With so many numerical guidance systems being incorporated into last year’s SFE (there were six different ensembles in SFE 2015, along with a variety of deterministic guidance!), this year an effort was made to coordinate between the different agencies providing guidance. A big shout out goes to everyone who put their efforts into this coordination, which spans multiple agencies across the United States, including: the National Severe Storms Laboratory, the Center for the Analysis and Prediction of Storms, the University of North Dakota, NOAA’s Earth Systems Research Laboratory/Global Systems Division, and the National Center for Atmospheric Research.

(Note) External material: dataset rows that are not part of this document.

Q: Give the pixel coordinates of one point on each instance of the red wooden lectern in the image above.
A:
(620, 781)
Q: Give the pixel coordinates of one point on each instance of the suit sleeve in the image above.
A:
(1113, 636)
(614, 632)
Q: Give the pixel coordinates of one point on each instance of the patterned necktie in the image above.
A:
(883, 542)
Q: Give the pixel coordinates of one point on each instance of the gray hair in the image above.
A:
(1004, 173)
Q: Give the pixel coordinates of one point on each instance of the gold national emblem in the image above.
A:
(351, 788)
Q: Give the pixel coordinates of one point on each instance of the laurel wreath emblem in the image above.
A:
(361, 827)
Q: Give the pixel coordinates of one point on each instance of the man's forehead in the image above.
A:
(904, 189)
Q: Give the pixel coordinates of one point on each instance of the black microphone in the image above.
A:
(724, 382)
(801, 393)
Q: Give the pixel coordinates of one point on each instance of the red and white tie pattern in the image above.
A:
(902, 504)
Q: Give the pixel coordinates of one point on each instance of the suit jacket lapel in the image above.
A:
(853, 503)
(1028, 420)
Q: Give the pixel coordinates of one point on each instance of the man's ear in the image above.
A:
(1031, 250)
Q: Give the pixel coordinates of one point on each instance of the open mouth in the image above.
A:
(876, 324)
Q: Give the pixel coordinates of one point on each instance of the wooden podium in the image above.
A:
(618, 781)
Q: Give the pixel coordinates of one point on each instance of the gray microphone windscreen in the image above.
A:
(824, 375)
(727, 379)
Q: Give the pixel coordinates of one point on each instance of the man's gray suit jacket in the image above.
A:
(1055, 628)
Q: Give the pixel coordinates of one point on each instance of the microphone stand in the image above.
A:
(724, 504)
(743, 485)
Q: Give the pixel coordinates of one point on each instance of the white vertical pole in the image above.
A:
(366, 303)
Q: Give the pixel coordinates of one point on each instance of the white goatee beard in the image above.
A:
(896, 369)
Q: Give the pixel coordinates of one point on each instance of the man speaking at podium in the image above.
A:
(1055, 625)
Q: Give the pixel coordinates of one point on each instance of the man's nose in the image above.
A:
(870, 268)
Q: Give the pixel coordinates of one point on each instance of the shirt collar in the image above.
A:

This ensemble of 65 members is called the Community Leveraged Unified Ensemble (CLUE), and will be a major focus of this year’s ensemble.
All members in the CLUE are initialized on weekdays at 0000 UTC (During the experiment, 0000 UTC = 1900 CST). The members have 3 km grid spacing, and cover the contiguous United States with forecast lengths ranging from 36 to 60 h, depending on the member. The subsets of the ensembles (details of which can be found in the SFE 2016 Operations Plan) are designed to test several aspects of convection-allowing model (CAM) ensemble design, particularly for an operational CAM ensemble. These tests include:
- A dynamic core comparison
- Multi-core vs. single-core ensembles
- Single physics vs. multi-physics
- Data assimilation method comparisons
- Microphysics sensitivities
- Ensemble size comparisons
While lots of verification work will remain after the experiment, participant feedback will allow for the subjective examination of some of these questions. Participants will look at the observed radar reflectivity, Local Storm Reports (LSRs), National Weather Service warnings, and Multi-Radar Multi-Sensor (MRMS) radar-estimated hail sizes to verify different aspects of the CLUE, such as simulated reflectivity, hourly maximum variables, and a variety of hail guidance. Differences between the members and subsets of members will hopefully shed some light on how different ensemble design strategies affect severe convective weather forecasting.